First the Basics: LDN 101

"LDN" (low dose naltrexone) is an "alternative" medication used with surprising success in treating immune disorders, both autoimmune and immune deficient. Taken orally at bedtime, LDN works by briefly blocking opiate receptors, thereby "tricking" the body into increasing endorphin production. Endorphins being a central part of the immune system, increasing their production has been shown to help correct immune defects.

6/9/09

New Symptom; "Phantom Heat"

There's actual heat and there's "phantom" heat; most of Texas is dealing with actual heat.
It's not even Summer yet, but it's been hotter than usual (for June anyway) this year, and "usual" is no picnic in Central Texas.

For most of this month, the high temperatures here in Austin have hit 99 or 100 degrees, with little if any breeze or chance of rain. It's early for this level of heat, and it's scary for everybody, not just farmers. At this rate, we'll have highs of 115 for most of August!

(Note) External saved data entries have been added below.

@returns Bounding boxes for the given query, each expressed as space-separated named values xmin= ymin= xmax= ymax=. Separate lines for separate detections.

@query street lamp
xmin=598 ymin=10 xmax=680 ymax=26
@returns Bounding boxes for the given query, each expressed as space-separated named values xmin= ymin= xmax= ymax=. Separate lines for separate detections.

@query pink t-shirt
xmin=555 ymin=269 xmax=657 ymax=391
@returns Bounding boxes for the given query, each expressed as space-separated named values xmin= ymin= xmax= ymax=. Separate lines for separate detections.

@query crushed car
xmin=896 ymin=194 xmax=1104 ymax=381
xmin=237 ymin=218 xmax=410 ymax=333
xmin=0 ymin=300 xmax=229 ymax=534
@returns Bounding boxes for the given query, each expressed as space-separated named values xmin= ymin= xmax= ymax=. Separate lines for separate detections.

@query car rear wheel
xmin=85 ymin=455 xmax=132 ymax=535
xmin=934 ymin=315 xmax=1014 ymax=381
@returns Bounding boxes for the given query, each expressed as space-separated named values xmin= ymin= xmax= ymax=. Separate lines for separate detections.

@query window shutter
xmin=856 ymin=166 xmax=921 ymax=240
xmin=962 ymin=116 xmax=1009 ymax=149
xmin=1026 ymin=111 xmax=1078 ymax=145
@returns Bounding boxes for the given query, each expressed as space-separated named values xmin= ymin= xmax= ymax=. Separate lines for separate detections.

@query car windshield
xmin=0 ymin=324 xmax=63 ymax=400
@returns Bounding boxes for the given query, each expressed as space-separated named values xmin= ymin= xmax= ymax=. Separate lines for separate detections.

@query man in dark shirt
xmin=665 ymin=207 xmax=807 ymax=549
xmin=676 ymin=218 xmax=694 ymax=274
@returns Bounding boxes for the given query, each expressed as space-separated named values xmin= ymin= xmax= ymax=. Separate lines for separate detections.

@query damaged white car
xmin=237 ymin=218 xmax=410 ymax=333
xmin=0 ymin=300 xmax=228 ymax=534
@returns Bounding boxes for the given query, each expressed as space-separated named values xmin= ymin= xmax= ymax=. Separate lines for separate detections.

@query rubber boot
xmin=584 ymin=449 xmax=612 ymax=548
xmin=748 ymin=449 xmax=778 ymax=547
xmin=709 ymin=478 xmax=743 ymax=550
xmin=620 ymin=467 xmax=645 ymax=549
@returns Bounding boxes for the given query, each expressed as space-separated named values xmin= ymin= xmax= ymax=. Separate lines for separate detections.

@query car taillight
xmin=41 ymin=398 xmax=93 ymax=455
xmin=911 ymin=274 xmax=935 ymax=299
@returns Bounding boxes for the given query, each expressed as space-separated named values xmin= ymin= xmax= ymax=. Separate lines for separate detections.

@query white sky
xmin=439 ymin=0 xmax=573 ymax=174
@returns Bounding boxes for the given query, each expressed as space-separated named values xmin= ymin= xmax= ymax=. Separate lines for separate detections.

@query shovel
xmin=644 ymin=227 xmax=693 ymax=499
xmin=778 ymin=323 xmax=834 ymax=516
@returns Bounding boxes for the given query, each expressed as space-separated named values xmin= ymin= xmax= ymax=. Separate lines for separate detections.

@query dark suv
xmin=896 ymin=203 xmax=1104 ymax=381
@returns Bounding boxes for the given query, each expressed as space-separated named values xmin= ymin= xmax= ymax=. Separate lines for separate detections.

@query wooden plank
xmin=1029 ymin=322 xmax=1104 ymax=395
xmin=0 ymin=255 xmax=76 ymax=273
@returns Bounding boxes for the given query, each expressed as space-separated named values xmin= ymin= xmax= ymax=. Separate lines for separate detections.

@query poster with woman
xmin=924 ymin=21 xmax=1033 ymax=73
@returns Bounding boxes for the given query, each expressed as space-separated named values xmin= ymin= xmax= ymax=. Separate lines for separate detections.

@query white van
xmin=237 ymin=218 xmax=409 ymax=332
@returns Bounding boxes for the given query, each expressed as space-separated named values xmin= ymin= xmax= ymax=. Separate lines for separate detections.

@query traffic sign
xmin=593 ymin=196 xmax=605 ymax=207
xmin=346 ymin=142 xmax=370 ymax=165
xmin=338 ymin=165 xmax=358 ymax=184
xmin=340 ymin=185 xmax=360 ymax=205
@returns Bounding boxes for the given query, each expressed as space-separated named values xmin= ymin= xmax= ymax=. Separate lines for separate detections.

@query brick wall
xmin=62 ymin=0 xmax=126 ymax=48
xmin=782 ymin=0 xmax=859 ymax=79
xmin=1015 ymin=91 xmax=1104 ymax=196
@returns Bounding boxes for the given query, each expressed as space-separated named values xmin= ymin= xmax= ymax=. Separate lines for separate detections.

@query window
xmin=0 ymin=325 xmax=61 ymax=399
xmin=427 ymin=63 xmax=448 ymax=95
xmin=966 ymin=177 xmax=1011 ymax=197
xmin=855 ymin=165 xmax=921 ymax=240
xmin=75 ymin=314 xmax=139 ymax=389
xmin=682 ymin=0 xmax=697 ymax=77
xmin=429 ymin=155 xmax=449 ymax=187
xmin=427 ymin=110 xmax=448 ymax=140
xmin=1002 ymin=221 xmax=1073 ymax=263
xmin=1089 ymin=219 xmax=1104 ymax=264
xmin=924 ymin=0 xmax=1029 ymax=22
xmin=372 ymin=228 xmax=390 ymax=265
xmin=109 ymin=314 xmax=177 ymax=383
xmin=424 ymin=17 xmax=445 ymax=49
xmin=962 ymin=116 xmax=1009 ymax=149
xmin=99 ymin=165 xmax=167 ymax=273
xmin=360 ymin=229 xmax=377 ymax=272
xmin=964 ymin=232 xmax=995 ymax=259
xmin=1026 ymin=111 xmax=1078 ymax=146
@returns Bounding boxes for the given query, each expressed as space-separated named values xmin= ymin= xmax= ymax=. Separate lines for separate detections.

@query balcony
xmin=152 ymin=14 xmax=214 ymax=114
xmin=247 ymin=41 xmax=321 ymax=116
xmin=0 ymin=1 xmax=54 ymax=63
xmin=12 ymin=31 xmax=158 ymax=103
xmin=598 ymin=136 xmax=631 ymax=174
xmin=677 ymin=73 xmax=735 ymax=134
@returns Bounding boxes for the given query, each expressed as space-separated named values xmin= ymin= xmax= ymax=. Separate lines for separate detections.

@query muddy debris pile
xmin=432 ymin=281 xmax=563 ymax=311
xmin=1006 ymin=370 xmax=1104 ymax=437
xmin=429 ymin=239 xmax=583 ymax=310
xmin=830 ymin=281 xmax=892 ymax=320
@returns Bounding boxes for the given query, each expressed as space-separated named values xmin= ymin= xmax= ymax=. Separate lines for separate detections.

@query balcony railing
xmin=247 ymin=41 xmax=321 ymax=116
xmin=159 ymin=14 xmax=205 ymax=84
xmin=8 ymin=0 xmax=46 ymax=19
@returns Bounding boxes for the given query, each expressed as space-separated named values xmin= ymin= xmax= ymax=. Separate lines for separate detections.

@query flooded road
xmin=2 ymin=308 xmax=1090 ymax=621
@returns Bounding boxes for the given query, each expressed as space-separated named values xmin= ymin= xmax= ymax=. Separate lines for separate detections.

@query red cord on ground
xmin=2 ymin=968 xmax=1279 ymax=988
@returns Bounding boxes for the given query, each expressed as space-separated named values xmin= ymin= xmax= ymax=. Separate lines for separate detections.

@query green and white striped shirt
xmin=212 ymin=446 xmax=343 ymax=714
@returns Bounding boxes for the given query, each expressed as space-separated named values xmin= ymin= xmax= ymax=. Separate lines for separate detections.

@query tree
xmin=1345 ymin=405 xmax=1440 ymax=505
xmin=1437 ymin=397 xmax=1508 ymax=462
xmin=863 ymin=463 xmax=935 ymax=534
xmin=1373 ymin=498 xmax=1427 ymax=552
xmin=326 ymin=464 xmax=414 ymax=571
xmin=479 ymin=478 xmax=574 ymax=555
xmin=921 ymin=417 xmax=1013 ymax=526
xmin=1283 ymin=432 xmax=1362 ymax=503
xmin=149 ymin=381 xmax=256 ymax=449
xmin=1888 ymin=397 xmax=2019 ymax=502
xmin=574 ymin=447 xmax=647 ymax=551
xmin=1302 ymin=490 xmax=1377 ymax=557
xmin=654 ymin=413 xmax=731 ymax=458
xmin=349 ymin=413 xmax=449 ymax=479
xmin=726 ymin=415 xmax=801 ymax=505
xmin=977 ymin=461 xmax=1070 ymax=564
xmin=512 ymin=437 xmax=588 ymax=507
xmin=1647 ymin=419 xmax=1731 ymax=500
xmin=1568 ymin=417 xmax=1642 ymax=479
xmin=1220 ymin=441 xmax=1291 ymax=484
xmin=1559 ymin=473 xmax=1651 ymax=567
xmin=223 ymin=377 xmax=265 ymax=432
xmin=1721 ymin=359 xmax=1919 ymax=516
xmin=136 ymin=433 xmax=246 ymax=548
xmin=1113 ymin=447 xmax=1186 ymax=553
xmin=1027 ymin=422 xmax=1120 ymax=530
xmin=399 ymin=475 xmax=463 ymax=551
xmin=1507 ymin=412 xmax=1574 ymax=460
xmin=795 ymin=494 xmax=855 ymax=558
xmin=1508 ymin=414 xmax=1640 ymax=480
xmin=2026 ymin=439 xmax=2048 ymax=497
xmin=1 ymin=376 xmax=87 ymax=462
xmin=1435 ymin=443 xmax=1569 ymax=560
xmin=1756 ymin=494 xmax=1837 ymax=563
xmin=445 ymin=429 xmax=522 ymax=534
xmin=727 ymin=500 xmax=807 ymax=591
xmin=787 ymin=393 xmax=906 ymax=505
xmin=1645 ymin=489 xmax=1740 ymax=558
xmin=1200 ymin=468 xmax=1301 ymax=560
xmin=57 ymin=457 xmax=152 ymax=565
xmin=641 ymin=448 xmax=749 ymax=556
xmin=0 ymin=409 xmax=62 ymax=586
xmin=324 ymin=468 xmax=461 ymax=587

I pretty much just hide out in the air conditioning from May through early October; Claude and I go for "walkies" for about an hour early in the morning, but some days it's too warm for me at 7am.

Things might start to cool off in about three and a half months...

Seriously, if I could afford to travel, and if my spine was up to it, I would so be in Canada! I've never been there, but my Dad and his brothers used to go to summer camp in Nova Scotia; he said they had to start every day with a brisk nude swim in the icy cold Bay of Fundy, which remains around 43 degrees F year around.

That sounds really good right now. This time of year, popsicles and ice cream are my main food group and my only defense.


Anyway, to compliment the Hellish weather, I've developed a new sensory symptom that leans into the heat - it feels like there's an invisible heating pad on my right upper back and on the outside of my lower right leg; phantom heat. (Why couldn't this have happened in January?).


Seriously, it feels like heat is radiating both onto and from those areas, but of course the skin actually feels normal to the touch. All this phantom warmth might have been welcome during the Winter, but right now I could do without it.


Still, as sensory symptoms go, it's nothing. I mean, it definitely beats pain, burning, or itching, so I'm really not complainin', just sayin'.